The final version of Calculate Utilities 3 was made available several days ago. You should have all of the following in v3.1.8:

calculate-install
calculate-desktop
calculate-client
calculate-update
calculate-core
calculate-lib

We’ll be porting the rest very soon.

2.2 ==> 3

The utilities that for now come in version 2.2 include calculate-builder and calculate-assemble. The new calculate-update will also be concerned when we migrate. Besides, we are still debating between drakut and genkernel-next. Both packages use udev, as well as the actual calckernel (which is a genkernel fork as I guess you know).

A major update of calculate-assemble would not only mean introducing a GUI client for creating custom system images, but above all implementing another logic. It is possible that we add a new overlay… just possible.

Servers deserve our attention too

calculate-server will be the last to be rewritten, and it’s really a challenge: just imagine a graphical configuration client for servers that you are able to run on a remote CLD machine!

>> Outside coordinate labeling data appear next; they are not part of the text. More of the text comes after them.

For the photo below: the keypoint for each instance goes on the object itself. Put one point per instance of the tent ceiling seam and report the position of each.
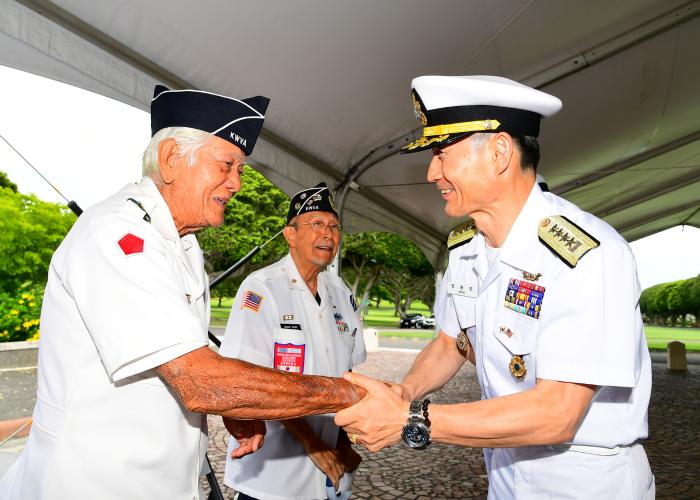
(626, 164)
(585, 59)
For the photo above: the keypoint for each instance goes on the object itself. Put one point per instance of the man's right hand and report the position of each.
(250, 435)
(329, 462)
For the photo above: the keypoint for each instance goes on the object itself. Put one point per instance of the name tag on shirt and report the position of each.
(289, 357)
(461, 289)
(290, 326)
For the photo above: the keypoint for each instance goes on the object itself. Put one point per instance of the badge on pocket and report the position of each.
(524, 297)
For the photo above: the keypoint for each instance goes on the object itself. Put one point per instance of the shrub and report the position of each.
(19, 313)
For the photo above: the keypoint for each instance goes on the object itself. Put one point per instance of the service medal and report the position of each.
(517, 367)
(462, 341)
(531, 276)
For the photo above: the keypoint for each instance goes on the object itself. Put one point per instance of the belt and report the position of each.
(593, 450)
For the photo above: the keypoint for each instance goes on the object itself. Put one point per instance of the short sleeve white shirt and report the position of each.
(589, 330)
(123, 297)
(276, 322)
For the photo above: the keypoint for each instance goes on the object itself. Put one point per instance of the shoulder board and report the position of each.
(565, 239)
(461, 235)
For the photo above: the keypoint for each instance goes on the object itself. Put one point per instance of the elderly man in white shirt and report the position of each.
(126, 376)
(296, 316)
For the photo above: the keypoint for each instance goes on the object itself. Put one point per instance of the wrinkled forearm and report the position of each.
(302, 432)
(208, 383)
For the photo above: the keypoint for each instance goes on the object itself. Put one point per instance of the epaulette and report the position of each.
(565, 239)
(461, 235)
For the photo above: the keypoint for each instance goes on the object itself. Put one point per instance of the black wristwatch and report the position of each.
(416, 432)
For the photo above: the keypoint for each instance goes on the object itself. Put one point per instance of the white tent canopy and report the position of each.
(626, 147)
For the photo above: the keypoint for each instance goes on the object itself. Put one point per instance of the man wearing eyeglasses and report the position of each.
(296, 317)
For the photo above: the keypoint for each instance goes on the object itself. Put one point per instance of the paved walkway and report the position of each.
(444, 471)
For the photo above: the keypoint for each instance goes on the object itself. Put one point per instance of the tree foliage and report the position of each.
(667, 303)
(253, 216)
(30, 231)
(5, 182)
(387, 259)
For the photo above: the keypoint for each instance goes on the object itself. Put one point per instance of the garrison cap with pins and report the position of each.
(453, 107)
(237, 121)
(315, 199)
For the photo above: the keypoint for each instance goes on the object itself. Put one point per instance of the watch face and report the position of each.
(416, 435)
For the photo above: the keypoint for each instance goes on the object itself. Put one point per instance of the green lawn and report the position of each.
(658, 337)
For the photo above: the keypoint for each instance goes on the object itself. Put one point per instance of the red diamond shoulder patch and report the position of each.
(130, 244)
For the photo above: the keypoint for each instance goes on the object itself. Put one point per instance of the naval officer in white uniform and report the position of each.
(296, 316)
(126, 376)
(541, 296)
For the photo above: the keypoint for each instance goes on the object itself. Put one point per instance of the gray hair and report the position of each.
(188, 141)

We’ll be correcting some other incongruities at the same time, such as ldap running on a same host as other services or calculate-server being unavailable on desktops. But first of all, one package will become several, featuring a package for a task. It will therefore include calculate-ldap, calculate-samba, calculate-ftp, calculate-dns, calculate-mail, etc. Then, if you wanted to configure a samba server on a CLD machine, you will simply have to install calculate-samba and rerun Calculate Console.

Calculate Utilities 3.1.8

You can view the full list of modifications here.

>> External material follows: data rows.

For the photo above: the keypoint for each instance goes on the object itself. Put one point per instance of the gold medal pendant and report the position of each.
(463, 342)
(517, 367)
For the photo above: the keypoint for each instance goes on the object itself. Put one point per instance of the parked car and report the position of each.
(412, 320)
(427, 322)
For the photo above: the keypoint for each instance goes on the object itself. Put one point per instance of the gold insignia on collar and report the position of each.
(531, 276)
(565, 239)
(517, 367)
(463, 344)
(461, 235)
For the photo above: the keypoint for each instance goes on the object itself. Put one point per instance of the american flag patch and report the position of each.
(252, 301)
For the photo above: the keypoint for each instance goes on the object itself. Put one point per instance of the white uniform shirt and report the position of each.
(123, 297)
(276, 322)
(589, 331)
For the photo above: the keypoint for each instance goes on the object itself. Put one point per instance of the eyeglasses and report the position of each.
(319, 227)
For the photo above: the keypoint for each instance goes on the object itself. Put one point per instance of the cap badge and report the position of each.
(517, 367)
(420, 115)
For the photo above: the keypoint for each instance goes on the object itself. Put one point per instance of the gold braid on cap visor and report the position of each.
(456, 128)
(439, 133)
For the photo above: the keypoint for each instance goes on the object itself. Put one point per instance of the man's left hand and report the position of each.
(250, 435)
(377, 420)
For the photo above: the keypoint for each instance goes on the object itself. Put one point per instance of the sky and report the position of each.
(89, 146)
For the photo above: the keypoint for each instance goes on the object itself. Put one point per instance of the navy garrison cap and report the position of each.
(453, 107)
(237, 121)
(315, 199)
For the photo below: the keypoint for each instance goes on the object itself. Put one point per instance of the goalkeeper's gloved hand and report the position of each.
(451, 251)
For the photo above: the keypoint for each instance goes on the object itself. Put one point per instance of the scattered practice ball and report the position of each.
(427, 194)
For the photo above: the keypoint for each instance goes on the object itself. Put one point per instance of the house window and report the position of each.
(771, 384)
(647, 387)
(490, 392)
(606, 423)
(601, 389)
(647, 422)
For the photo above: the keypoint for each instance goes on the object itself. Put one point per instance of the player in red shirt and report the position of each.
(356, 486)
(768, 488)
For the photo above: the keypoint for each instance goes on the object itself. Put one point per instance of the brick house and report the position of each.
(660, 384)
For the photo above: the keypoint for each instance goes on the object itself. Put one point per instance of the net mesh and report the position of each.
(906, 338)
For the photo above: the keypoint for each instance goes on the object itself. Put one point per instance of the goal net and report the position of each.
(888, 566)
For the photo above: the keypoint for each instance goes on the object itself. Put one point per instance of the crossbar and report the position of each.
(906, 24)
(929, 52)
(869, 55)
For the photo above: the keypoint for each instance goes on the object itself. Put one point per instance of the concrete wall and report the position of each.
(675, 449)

A new command was added, cl-core-custom, that allows you to apply templates depending on your custom actions.

Say you wanted a configuration that should not be dependent on your system, or it should be applied when and only when some particular event happens that is not a Calculate Linux event. You will need custom templates in this case.

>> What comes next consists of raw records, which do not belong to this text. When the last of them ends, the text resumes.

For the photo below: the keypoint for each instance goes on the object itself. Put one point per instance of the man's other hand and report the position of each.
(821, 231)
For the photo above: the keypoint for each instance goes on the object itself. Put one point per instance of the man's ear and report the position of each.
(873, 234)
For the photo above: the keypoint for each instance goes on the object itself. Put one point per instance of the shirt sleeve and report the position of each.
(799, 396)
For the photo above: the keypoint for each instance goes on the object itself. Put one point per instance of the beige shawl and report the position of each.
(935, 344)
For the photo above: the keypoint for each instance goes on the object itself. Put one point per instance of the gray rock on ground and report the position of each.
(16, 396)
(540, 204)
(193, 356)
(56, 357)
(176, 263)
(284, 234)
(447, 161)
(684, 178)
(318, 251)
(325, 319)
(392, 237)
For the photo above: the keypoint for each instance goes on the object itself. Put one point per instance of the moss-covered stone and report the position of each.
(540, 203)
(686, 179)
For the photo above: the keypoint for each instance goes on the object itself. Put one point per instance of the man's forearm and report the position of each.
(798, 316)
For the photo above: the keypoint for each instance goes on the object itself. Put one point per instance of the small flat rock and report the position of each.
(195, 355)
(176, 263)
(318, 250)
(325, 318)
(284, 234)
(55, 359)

[]{.performed. .are .they .+when+ .are .Events .do. .Utilities .Calculate .what .are .Actions .actions. .and .events .up .mix .not .must .You .Note:}

We introduced a new action variable, ac_custom_name, for you to be able to create custom templates. It accepts an action name as the value and is called with the cl-core-custom command, for instance:

cl-core-custom fileserver

You can call this command directly in the source code, binding it to some action to be performed, or do so manually either from the command line or with your GUI setup client.

Here is a simple example template, that could be used to configure a file server:

 # Calculate format=samba path=/etc/samba name=smb.conf ac_custom_name==fileserver

[linuxdistro] 
comment = Linux distributions
path = /var/calculate/linux
public = yes
writable = no
browseable = yes
only guest = yes
guest ok = yes

Calculate Linux 14

It would be great to release CL14 when all Calculate 2.2 utilities have passed to 3*! Calculate Linux 15 would mean the full migration to CU3 then.

That’s how we see it now… but let’s keep focused on result, not deadlines.